Friday, May 16, 2008

Welcome to the musical brain!

Given that music is a temporal activity, the perception and recognition of music elicit strong comparisons with spoken-word recognition. The difference between the two however is that spoken-word recognition has been an active area of study since the late 70s with highly influential psychological models published by scientists such as McClelland, and Marslen-Wilson, while music as a separate field of psychological study is just about gaining ground.

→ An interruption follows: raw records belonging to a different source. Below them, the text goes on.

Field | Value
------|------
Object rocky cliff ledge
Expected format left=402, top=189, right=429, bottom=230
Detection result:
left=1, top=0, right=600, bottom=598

I find Marslen-Wilson's initial and revised versions of the cohort model appealing because of their explicit way of separating bottom-up sensory information from top-down context related effects, and providing specific rules for constraining the influence of context during recognition. Spoken-word recognition has several examples of context influencing recognition, such as the phoneme restoration effect. Intuitively, recognizing melodies follows a similar set of functional processes as speech. I know based on anecdotal experience that partial melodies are enough to enable mentally filling in and humming the rest of the melody. However, one of the problems I have faced is that of finding examples in melody recognition suggesting contextual effects consistent with the phoneme restoration effect in speech. On a positive note, experimental evidence based on the gated presentation of melodies (Dalla Bella et al.) does suggest that the recognition of melodies involves combination of bottom-up pitch-related information with top-down context.